I've come to the conclusion that's exactly what I'm supposed to take from the tragic death of this wonderful lady. I hope and trust others have drawn their own conclusions, but this is mine. I believe Meg would have no interest in us pinning her picture on our wall in remembrance of a hero. I think her message is I've shown you what a hero is, now go be heroes to those who need them most. Go run - take care of yourself. Go build heroes out of your children, and out of those in your community who don't have near enough adults in their lives working to make them heroes. Go remind folks in your community doing seemingly ordinary things - that they are indeed heroes. You be the one to make sure they hear it before their run is cut short.
Last Saturday, I joined in a world-wide, virtual memorial run for Meg Menzies, even though I am not an avid runner. Unlike many who posted on social media, I loaded up my play list with music that would help guide my thoughts (although thanks to the input from many experienced runners I kept the volume lower than usual). At the end of my 8 mile run, and yes, I throw that in there as a bit of bragging, if only to impress myself, but at the end of that run my phone and music went dead. At the time, I thought it was a sign from a newborn angel not to focus on time and distance, since I was using my phone to track both, and that quiet was the better running ambiance.
I was wrong. At least partly.
When I went to the gym Monday I loaded that playlist back up where it cut off on Saturday. The first song that popped up was the only one I loaded Saturday that I had never heard before. I included it because of it's title. I'm convinced it cut off Saturday because I was exhausted at the end of my run when it would have played, and I would have never been touched by it like I was Monday.

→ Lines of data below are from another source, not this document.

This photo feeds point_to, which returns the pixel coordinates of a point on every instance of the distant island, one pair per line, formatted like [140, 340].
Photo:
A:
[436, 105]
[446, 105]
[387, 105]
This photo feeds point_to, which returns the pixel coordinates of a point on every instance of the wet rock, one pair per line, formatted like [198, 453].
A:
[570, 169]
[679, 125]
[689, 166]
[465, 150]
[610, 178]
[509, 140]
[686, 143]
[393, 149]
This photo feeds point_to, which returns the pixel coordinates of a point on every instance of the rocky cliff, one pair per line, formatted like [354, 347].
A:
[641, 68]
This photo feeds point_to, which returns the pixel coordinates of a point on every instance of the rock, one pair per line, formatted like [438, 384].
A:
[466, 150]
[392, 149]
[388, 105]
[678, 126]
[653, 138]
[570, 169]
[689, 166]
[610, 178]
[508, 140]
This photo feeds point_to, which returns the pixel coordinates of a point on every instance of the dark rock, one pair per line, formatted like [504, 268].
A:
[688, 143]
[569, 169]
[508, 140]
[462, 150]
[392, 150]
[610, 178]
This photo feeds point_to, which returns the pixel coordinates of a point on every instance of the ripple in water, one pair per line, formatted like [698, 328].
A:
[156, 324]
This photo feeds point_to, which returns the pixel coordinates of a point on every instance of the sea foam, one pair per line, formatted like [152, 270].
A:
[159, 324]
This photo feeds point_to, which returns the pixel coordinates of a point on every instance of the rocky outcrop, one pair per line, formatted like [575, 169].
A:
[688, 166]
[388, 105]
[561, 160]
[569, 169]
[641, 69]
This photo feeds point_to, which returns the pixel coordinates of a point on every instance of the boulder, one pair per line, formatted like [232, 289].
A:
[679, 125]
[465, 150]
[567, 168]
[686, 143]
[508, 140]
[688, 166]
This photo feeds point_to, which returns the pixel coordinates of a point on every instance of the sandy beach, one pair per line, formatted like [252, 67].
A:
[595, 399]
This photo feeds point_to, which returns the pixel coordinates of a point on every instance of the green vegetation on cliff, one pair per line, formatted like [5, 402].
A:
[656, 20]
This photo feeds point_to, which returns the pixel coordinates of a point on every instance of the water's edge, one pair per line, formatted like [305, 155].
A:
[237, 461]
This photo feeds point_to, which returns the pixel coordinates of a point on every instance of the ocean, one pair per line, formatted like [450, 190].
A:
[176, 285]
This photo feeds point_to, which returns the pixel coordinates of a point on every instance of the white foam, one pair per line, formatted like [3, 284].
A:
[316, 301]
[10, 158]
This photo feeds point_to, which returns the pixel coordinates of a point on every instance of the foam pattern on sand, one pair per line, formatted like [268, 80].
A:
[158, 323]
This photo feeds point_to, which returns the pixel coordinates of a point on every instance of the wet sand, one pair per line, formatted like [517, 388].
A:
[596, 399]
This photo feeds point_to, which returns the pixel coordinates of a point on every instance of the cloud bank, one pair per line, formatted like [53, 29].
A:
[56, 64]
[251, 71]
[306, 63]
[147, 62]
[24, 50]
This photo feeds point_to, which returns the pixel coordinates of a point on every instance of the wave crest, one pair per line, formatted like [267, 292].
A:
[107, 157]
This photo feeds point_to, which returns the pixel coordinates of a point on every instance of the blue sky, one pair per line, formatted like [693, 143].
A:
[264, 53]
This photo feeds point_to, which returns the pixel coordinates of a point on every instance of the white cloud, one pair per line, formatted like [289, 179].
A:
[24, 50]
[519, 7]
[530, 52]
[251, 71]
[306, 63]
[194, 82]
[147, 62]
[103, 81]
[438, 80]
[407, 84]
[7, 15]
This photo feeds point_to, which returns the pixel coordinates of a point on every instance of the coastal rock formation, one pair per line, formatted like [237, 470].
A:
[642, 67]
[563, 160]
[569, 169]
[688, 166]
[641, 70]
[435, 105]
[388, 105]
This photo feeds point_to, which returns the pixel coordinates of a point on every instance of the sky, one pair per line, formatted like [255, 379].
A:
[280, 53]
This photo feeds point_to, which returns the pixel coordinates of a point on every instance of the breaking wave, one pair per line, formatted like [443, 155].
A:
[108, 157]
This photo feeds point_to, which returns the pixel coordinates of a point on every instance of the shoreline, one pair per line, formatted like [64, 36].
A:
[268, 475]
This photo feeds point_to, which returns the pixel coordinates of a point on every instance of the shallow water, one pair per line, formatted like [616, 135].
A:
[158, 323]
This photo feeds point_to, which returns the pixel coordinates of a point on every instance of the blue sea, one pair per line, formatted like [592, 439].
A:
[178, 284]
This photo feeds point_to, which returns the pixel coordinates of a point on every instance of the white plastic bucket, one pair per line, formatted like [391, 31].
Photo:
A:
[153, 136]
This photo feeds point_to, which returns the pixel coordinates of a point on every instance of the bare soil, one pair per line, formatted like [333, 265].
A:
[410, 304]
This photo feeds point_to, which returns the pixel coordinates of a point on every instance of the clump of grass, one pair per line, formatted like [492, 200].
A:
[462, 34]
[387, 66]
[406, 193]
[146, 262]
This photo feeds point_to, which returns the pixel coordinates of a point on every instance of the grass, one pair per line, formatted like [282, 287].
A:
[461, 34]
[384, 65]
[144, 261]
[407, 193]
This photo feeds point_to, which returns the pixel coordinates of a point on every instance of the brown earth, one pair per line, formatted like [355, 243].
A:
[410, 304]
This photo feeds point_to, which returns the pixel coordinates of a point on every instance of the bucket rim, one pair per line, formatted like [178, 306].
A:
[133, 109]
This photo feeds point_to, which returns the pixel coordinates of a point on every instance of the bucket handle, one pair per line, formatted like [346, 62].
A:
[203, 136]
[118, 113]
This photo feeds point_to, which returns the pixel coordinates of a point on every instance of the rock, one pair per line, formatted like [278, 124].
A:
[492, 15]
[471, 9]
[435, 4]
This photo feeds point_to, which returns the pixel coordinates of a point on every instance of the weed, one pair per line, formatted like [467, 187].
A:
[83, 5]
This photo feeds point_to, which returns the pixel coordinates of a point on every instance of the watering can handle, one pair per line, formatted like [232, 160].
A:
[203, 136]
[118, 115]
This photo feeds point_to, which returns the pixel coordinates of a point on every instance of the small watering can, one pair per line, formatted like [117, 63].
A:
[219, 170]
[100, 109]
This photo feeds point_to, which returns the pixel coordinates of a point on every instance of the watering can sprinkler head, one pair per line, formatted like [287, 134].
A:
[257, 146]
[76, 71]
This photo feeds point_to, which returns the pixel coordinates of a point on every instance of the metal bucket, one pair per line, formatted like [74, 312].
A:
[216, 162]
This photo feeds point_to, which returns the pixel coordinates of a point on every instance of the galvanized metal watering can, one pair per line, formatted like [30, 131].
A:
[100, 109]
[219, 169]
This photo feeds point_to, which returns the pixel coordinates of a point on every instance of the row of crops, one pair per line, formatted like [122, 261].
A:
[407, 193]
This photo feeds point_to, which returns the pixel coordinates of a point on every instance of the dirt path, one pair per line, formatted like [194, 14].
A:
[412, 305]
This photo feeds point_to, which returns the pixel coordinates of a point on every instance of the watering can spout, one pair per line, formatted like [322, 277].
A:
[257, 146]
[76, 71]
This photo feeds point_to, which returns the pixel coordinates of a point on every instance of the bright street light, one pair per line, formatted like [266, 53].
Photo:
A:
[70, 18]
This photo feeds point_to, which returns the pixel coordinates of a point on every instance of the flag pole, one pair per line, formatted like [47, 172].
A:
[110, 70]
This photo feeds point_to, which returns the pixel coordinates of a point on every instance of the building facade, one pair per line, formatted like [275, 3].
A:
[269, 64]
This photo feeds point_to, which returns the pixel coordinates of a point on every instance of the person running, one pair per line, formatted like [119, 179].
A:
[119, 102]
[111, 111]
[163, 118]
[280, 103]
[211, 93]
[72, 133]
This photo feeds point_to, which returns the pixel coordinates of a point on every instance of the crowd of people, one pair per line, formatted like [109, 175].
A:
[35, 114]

I've included the song and its lyrics below. I don't know if it will touch you like it did me, or more importantly if you'll accept it as the same level of challenge as I have accepted it. But I've written this post as a reminder to myself that many of the stories being told about Meg Menzies are of a young lady who devoted much of her life to keeping this world moving forward, and in a beautiful direction. In reflecting on her death, I've concluded I can get stuck admiring all she did, or take hold of the baton and pick up where she left off. Maybe I can help make Meg's last race a relay. One that never ends.